Esperamos, com o conjunto de artigos e relatos desta edição, estimular reflexões e críticas que imprimam continuidade a mais um ciclo de reinterpretação da sociedade brasileira, a partir do movimento antirracista global.

A largada para esta tarefa, dada em 1922, apresentou o mestiço e o mulato como símbolos de arrefecimentos mediadores do racismo e indeléveis marcadores da excepcionalidade da raça brasileira, em oposição à ideia de mestiçagem como deficiência ungida pelo racismo científico e seu corolário, o projeto eugenista. Hoje, a agenda identitária é contrastante àquela. Neste 2021, antessala do centenário de 1922 e sua celebração da modernidade, expande-se, consistentemente, por toda porosidade social, um dilúvio de posicionamentos antirracistas a desconstruir dissimulações racializantes e a expor o arraigado e desavergonhado racismo sistêmico brasileiro.

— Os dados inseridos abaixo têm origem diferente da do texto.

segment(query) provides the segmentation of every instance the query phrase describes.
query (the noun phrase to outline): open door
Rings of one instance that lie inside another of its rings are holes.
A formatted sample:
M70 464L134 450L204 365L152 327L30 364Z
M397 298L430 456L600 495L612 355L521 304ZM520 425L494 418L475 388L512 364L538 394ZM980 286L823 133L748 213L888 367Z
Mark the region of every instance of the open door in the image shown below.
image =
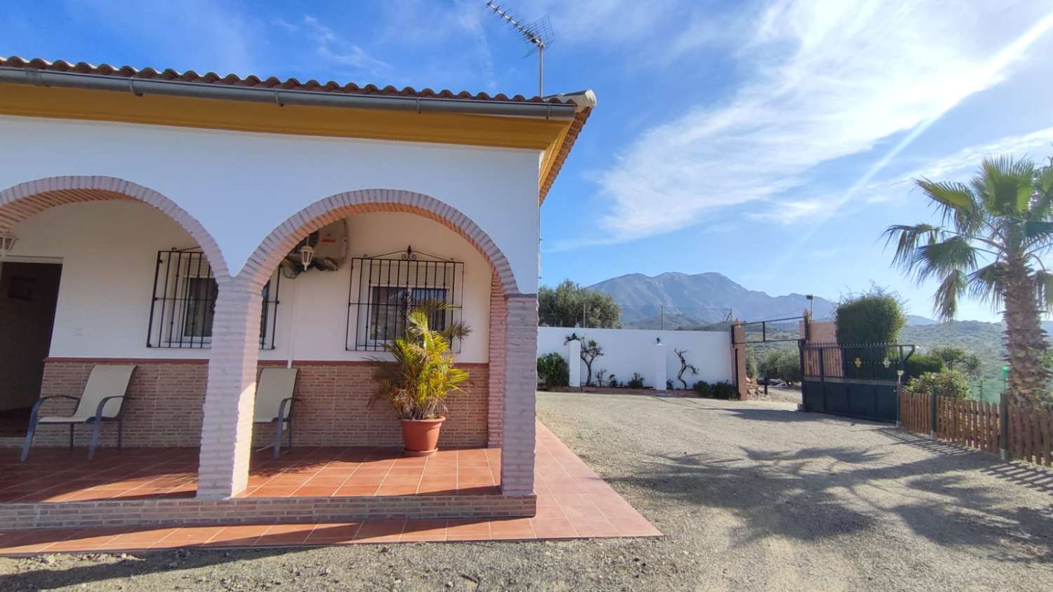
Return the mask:
M23 436L40 396L62 265L0 262L0 437Z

Instalado em todas as esferas da vida social, o racismo no Brasil, desde a Conferência de Durban, em 2001, passa a solicitar inovadoras políticas institucionais, corporativas, públicas e estruturais no seu combate: no mundo corporativo, de onde saem promessas de rigorosas políticas reparadoras e não somente inclusivas; no universo da mídia, que sofre com as inúmeras críticas desde dentro da própria produção e dos elencos agentes e atores que a constituem; no campo do jornalismo, onde um permanente combate aponta na direção de um letramento racial de seus profissionais; no universo escolar, através de avançadas e permanentes desconstruções de atitudes racistas, até há bem pouco tempo naturalizadas. No campo acadêmico, assistimos à quebra da invisibilidade global das contribuições de cientistas negras e negros nas áreas duras, como matemática, física e biologia, e nas humanidades, como a sociologia, antropologia, psicologia, história, há pouco tempo exclusivamente canonizadas por imagens brancas. Ou ainda, a virada epistêmica estimulada pela massiva presença de alunos negros nos campi acadêmicos a induzir a de-colonialidade de professores (majoritariamente brancos), a reavaliação da natureza do conhecimento, no caso, incluindo as contribuições de pesquisadores africanos e asiáticos. Cabe reiterar o avassalador destaque na ficção nacional, que tem promovido uma profusão de novos autores a revitalizar as narrativas sob o modelo das escrevivências e o imaginário da espancada nação.

Assim, mesmo em face a este contexto contemporâneo diariamente ameaçado pelo autoritarismo e arrasado em suas conquistas sociais, com abundantes notícias de racismos e feminicídios, a resistência criadora se manteve. E é com esta motivação que  este dossiê se apresenta com o propósito de reforçar o combate ao racismo antinegro e a ampliação da rede de diálogos que expanda a percepção e interdição do Apartaide no Sul Global.

 

Julio Cesar de Tavares
Curador do dossiê

 

Além do dossiê temático, a Revista Z Cultural publica, nesta edição, textos que dialogam com o presente e com a temática do racismo e do antirracismo por meio da pesquisa sobre a literatura escrita e falada, as artes plásticas e a arte urbana. Outros ensaios e narrativas selecionados dialogam com o tema da Covid-19, já abordado em dossiês da revista (números 1 e 2/2020), mas que continua presente na vida de pesquisadores e leitores. Também publicamos uma entrevista com Jeferson Tenório, autor do romance O avesso da pele (2020), e, na seção “Vale a pena ler de novo”, uma conversa de 1979 com Lélia Gonzales, pioneira do feminismo negro no Brasil.

Este número da Revista Z Cultural marca o início do Laboratório de Estudos Negros criado no PACC/Letras/UFRJ e coordenado por Katia Costa-Santos e Julio Cesar de Tavares. Agradecemos ao Instituto de Pesquisa e Estudos Afro-Brasileiros pela cessão da imagem que ilustra este número, Efraín Bocabalístico: Oxossi-Xangô-Ogum, de Abdias Nascimento. Esperamos, com este número, contribuir para a construção de uma constelação crítica sobre racismo e antirracismo e sobre sua relação com a produção e a vida cultural.